2. PGD identification enables elimination of those embryos carrying the genetic mutation that causes the disease in question. It cannot repair those mutations.
What PGD cannot do:
1. PGD cannot guarantee that the baby will be free of all diseases or birth defects because the genetic basis for many defects is unknown. At this time, it is impractical or impossible to screen for most diseases, such as diabetes and cancer, or birth defects such as cleft lip and palate.
2. PGD cannot diagnose all diseases, even if the genetic basis is known, because some of the rarer diseases do not yet have available DNA probes.
3. PGD cannot determine traits, such as eye color, height, intellectual or athletic abilities.
4. PGD is not perfect, despite how sophisticated it is. Errors in diagnosis can occur, albeit at a very low rate. Confirmation of the correct diagnosis should be done by chorionic villus sampling (CVS) or amniocentesis, once the pregnancy is established.
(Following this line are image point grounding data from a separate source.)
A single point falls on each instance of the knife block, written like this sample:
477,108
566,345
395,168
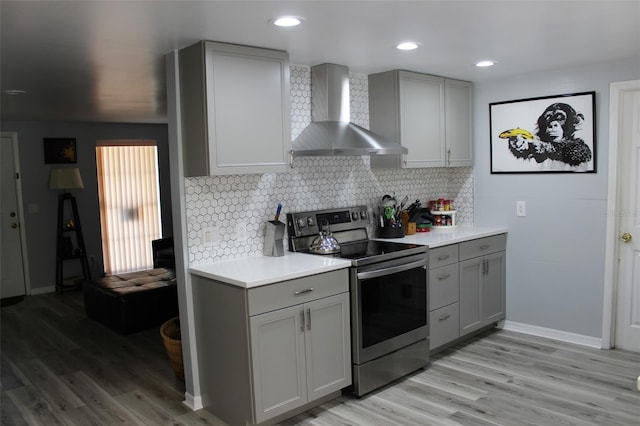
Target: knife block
273,239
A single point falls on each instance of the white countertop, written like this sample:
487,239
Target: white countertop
261,270
442,237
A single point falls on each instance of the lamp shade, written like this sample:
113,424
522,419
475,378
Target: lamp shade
67,178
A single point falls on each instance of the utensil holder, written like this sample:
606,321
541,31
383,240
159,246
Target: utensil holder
273,239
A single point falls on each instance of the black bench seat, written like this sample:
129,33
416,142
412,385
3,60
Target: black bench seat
133,301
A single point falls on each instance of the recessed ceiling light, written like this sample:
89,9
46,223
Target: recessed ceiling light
15,92
408,45
483,64
287,21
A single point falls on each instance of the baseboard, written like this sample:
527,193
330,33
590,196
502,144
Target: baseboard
193,402
551,333
42,290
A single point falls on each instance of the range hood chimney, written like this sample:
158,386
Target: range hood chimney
330,132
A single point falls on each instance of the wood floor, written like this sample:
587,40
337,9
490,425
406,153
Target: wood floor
60,368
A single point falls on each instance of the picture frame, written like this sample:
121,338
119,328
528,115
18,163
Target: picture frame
60,151
550,134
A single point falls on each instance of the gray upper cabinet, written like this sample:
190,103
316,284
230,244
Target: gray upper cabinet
429,115
458,123
271,349
235,109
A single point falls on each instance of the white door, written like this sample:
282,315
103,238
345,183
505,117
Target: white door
627,334
11,261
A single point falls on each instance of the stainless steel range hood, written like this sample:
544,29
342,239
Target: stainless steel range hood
330,132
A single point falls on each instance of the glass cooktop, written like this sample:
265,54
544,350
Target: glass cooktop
373,251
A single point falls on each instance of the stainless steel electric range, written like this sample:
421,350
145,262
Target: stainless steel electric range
389,290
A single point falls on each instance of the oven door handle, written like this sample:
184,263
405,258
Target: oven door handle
393,270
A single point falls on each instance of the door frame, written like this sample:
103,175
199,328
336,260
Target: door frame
611,249
23,226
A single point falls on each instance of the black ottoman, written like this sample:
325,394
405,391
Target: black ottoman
134,301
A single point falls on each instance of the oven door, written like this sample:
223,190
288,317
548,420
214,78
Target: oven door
389,306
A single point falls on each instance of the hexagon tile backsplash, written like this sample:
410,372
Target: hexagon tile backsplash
226,214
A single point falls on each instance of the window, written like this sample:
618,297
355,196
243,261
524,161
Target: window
129,196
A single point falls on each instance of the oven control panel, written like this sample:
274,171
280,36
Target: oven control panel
302,224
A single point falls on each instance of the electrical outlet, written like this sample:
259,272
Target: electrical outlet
210,235
241,231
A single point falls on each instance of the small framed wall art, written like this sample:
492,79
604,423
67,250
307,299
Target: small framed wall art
60,150
553,134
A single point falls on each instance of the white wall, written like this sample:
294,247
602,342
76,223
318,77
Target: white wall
555,258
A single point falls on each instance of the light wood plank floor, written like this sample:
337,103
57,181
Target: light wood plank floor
60,368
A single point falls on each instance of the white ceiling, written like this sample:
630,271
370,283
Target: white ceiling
103,60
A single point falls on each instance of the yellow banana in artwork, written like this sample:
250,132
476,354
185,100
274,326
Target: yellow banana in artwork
512,133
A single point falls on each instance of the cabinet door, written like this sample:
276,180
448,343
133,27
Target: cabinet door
443,286
458,123
494,288
247,113
471,276
328,345
278,361
422,119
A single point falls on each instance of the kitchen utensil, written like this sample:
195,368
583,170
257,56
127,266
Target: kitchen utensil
273,236
278,210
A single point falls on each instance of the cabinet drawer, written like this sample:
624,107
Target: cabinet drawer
482,246
443,325
301,290
443,256
443,286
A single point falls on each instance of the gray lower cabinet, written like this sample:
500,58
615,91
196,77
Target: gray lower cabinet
299,354
466,288
443,296
269,350
482,282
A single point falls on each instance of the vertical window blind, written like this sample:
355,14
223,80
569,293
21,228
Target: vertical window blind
129,193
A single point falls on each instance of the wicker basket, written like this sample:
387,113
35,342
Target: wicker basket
170,332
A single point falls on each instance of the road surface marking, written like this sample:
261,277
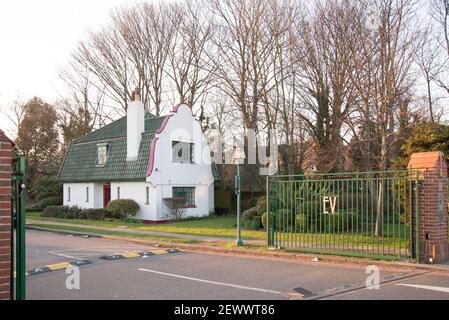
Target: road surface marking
89,251
213,282
419,286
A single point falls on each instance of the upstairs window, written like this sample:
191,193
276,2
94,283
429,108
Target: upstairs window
147,195
182,152
187,193
102,153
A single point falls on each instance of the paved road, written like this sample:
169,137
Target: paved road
188,275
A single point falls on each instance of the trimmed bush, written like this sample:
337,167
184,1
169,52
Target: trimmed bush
251,220
273,220
52,211
44,195
123,208
65,212
51,201
95,214
301,222
261,205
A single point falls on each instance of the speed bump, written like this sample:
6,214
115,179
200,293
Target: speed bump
130,254
55,266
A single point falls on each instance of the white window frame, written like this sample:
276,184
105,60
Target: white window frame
147,195
107,147
191,152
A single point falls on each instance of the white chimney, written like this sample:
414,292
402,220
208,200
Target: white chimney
135,125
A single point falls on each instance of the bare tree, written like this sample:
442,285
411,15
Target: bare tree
189,67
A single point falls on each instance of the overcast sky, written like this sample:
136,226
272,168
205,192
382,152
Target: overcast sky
37,37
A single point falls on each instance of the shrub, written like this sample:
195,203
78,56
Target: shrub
123,208
339,222
52,211
261,205
273,220
47,183
51,201
175,208
301,222
44,195
65,212
95,214
251,220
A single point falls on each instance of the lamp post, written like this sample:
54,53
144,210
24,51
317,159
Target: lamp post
238,157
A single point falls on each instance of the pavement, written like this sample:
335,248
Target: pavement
187,275
143,232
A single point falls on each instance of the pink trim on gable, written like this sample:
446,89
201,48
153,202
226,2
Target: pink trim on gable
153,143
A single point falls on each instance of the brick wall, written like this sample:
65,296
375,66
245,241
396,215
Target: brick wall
5,215
433,217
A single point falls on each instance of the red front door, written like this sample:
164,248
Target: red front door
106,194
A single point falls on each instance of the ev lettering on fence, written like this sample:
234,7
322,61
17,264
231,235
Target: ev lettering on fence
332,203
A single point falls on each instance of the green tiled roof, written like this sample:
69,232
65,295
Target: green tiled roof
215,172
80,162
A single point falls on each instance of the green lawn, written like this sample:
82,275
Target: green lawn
208,226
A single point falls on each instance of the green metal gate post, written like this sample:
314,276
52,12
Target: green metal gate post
19,206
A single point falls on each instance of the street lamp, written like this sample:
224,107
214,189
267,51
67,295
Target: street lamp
238,158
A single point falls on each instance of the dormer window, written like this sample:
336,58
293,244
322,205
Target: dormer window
102,153
182,152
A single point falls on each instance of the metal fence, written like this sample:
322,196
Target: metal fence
367,214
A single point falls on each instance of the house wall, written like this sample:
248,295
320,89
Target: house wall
166,174
137,192
78,195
The second type of genetic analysis is what we like to call Preimplantation Genetic Screening (PGS) to look for abnormalities in entire chromosomes missing or extra chromosomes or multiple complex abnormalities in chromosome numbers.
What PGS can do:
1. PGS can screen for abnormalities in 9 out of the 23 chromosome pairs. Currently it is not technically possible to screen for abnormalities in the other 14 chromosome pairs.
2. PGS can help to reduce the risks of miscarriage, commonly due to Monosomy X (one X chromosome) or Trisomy 16 (three of chromosome 16).
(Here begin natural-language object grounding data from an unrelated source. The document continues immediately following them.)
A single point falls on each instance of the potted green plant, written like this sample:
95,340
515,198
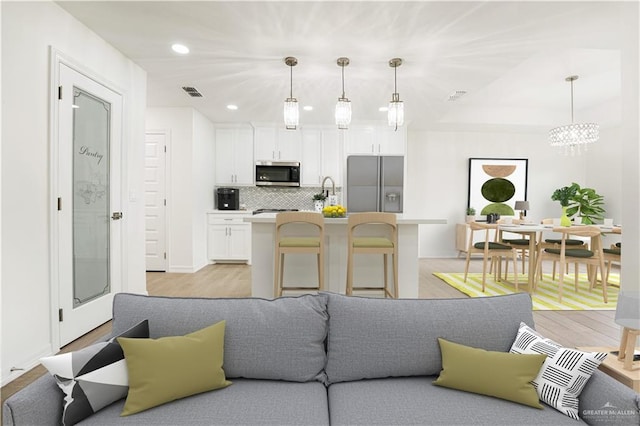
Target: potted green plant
471,214
587,204
564,195
318,201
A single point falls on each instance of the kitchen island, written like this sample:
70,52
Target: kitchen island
300,270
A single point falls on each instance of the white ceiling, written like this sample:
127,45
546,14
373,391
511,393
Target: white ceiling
511,57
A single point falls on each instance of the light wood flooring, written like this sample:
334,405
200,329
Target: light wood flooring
570,328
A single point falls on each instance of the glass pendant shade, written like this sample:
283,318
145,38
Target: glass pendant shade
343,107
291,113
343,113
395,113
575,136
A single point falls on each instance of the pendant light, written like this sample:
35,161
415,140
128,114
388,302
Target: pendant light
291,114
395,112
572,137
343,107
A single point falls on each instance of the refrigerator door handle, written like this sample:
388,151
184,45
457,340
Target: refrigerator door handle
380,187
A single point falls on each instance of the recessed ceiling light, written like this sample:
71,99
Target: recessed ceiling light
180,48
456,94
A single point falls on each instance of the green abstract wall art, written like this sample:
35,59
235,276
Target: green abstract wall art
495,184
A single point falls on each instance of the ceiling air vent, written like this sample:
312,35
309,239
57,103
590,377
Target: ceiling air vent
454,96
192,91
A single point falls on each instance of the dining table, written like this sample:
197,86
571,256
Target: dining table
534,231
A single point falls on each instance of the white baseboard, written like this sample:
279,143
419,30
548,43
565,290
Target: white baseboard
23,367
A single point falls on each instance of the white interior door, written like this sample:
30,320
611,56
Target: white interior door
89,262
155,201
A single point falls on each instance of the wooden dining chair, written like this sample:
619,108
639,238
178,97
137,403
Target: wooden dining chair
492,251
555,243
565,253
520,244
611,255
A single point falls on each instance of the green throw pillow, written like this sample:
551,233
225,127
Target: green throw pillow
497,374
169,368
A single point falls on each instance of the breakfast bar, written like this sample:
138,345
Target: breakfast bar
299,268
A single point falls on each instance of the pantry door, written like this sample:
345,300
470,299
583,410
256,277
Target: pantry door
89,214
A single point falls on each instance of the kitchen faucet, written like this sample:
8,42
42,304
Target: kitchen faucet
333,185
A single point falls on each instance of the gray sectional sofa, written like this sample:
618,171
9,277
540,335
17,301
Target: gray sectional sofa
329,359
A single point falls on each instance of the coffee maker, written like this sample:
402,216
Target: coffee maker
227,198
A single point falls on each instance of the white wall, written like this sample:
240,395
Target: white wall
190,190
28,31
203,182
438,171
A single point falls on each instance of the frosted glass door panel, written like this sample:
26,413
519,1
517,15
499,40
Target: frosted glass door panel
91,221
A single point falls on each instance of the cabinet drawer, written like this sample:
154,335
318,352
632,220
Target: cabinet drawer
227,218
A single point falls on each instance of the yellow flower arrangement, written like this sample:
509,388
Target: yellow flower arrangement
334,211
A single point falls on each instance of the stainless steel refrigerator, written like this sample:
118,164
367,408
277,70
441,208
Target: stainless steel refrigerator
375,183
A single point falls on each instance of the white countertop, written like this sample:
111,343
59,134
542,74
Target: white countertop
401,219
231,211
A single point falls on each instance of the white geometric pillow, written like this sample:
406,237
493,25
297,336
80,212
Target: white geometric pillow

3. PGS can help to significantly decrease the risk of Down Syndrome (Trisomy 21) and Trisomy 18, as well as abnormalities in numbers of sex chromosomes (X and Y) (These are among the few abnormalities in fetuses that can survive to the time of amniocentesis and birth).
4. PGS can reduce the number of embryos one must transfer to find the embryos most likely to succeed.
5. PGS may help couples experiencing multiple IVF failures to determine if the failed implantations may be due to aneuploidy (chromosomal abnormalities).
6. PGS can determine the gender of the embryo.
What PGS cannot do:
1. PGS cannot screen for specific genetic diseases couples at risk need PGD.
2. PGS cannot guarantee that the baby will be free of all diseases or birth defects.
3. PGS is not perfect. The detection rate is between 90-93% for the chromosomes analyzed, which is why we still recommend CVS or amnio as a confirmation of PGS findings.